OS X has this. Ideally I would like the reboot to appear as if it never happened from the POV of the terminal (let's ignore remote sessions and assume 0 background processes for now). Meaning, I would like to see the stdin, stdout, stderr (i.e. scrollback) history in each of my terminal tabs.

NOTE: This is NOT about bash history. This is about persisting terminal sessions between reboots.


Solution 1:

No, at least in gnome-terminal and other VTE-based emulators it's not possible in an implicit and convenient way.

(You can, of course, explicitly go through all your tabs before the reboot, "Select All" and copy-paste the contents into files, and view those files with some viewer after the reboot. If I understand you, this is not what you're looking for. Also, colors and other formatting would be lost.)

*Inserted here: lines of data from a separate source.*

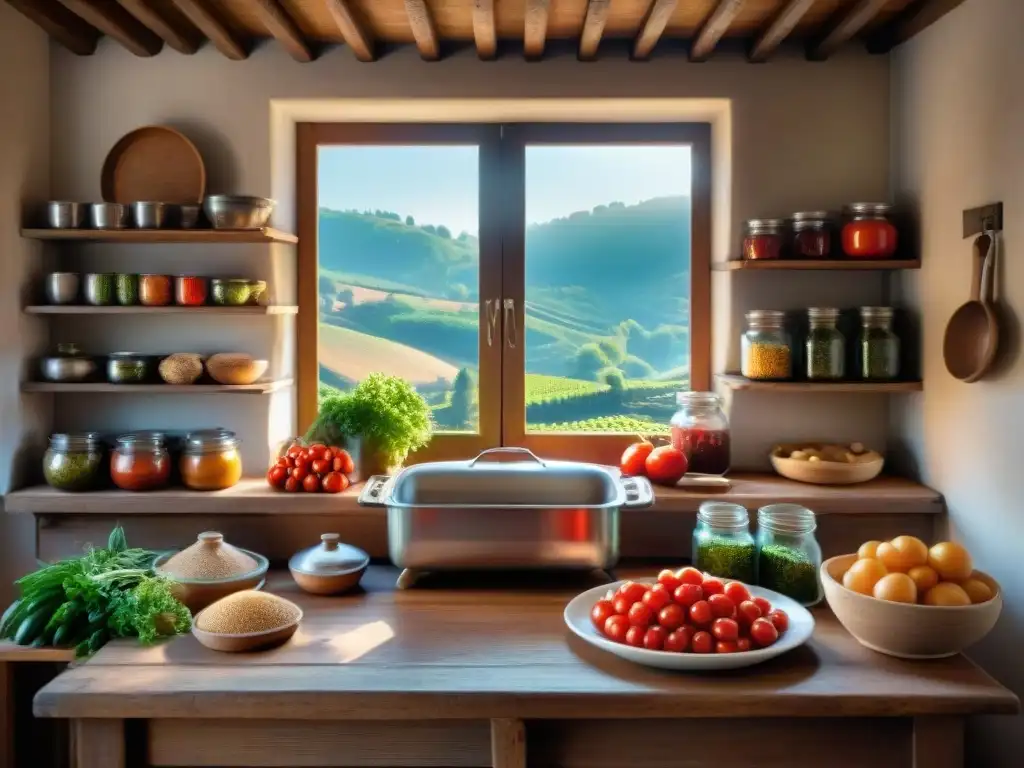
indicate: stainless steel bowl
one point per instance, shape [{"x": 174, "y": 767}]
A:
[
  {"x": 238, "y": 211},
  {"x": 108, "y": 215},
  {"x": 148, "y": 215},
  {"x": 64, "y": 215},
  {"x": 61, "y": 288}
]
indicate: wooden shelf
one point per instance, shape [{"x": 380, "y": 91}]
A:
[
  {"x": 265, "y": 387},
  {"x": 805, "y": 264},
  {"x": 736, "y": 382},
  {"x": 225, "y": 237}
]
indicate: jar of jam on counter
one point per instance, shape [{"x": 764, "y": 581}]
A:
[
  {"x": 700, "y": 430},
  {"x": 867, "y": 232},
  {"x": 763, "y": 239}
]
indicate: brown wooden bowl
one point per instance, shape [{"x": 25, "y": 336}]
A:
[{"x": 905, "y": 630}]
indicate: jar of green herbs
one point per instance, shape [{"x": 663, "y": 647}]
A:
[
  {"x": 722, "y": 542},
  {"x": 788, "y": 555}
]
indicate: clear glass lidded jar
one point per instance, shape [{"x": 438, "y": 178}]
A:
[
  {"x": 788, "y": 554},
  {"x": 825, "y": 345},
  {"x": 879, "y": 344},
  {"x": 723, "y": 545},
  {"x": 765, "y": 349},
  {"x": 700, "y": 429}
]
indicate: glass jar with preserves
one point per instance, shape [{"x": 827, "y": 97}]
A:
[
  {"x": 140, "y": 463},
  {"x": 811, "y": 235},
  {"x": 825, "y": 345},
  {"x": 763, "y": 239},
  {"x": 879, "y": 345},
  {"x": 74, "y": 462},
  {"x": 765, "y": 348},
  {"x": 700, "y": 430},
  {"x": 788, "y": 554},
  {"x": 722, "y": 542},
  {"x": 867, "y": 232},
  {"x": 211, "y": 460}
]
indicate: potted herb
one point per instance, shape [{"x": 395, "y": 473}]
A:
[{"x": 380, "y": 422}]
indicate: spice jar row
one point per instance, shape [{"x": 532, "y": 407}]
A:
[
  {"x": 204, "y": 460},
  {"x": 865, "y": 231},
  {"x": 784, "y": 555},
  {"x": 108, "y": 289},
  {"x": 768, "y": 351}
]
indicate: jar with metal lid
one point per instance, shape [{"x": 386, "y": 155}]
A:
[
  {"x": 879, "y": 344},
  {"x": 74, "y": 462},
  {"x": 700, "y": 430},
  {"x": 765, "y": 348},
  {"x": 867, "y": 232},
  {"x": 825, "y": 345},
  {"x": 788, "y": 554},
  {"x": 763, "y": 239},
  {"x": 722, "y": 542},
  {"x": 811, "y": 235},
  {"x": 211, "y": 460}
]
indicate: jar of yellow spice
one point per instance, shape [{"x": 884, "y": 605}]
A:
[{"x": 765, "y": 348}]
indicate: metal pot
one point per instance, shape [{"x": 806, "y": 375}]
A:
[{"x": 523, "y": 514}]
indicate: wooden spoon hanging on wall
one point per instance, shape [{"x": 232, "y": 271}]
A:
[{"x": 973, "y": 334}]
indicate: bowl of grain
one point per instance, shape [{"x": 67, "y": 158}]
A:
[
  {"x": 210, "y": 569},
  {"x": 247, "y": 621}
]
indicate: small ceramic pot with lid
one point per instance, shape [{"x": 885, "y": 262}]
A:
[{"x": 329, "y": 568}]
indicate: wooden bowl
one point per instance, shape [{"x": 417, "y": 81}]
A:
[
  {"x": 822, "y": 472},
  {"x": 904, "y": 630}
]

VTE, the terminal emulation widget behind gnome-terminal and many other terminal emulators stores most of the scrollback contents (not the latest bits, though) in temporary files under /tmp by default. The major design decisions that prevent doing what you're looking for are:

  • These files are unlinked right after being created. This is so that they are automatically removed (and the disk space is freed up) even if the terminal emulator exits uncleanly for whatever reason. In order to preserve them, they should be linked back to the filesystem tree (I don't know if it's possible) or copied into another file (which is a slow action if the scrollback is large, let alone properly handling potentially running out of disk space).

  • The files are under /tmp which is wiped out by many distros upon a reboot. A different, persistent location should be chosen instead, or some cooperation is needed with the boot scripts.

  • These files are encrypted (as of VTE version 0.40) to overcome the privacy issue of data leakage in case someone gets access to the disk. The encryption key is only available in gnome-terminal's memory. In order for these files to persist, either the encryption layer should be skipped (bringing back the old privacy concerns), or the keys should be placed on the disk at least temporarily for the duration of the reboot (... er, until that user logs in again and starts up gnome-terminal again... doesn't sound too much better). Feasible only if you don't care about privacy, or if the filesystem is guaranteed to be encrypted.

There are other smaller issues to be addressed as well, e.g. flushing incomplete blocks of these files that contain the last bits of the scrollback data.

I hope I could outline some of the design decisions VTE took that prevent doing what you're looking for. I can't see how your request could be addressed while keeping the current design goals as well. Maybe there's another terminal emulator that does what you're looking for, presumably sacrificing some of VTE's features; I don't know.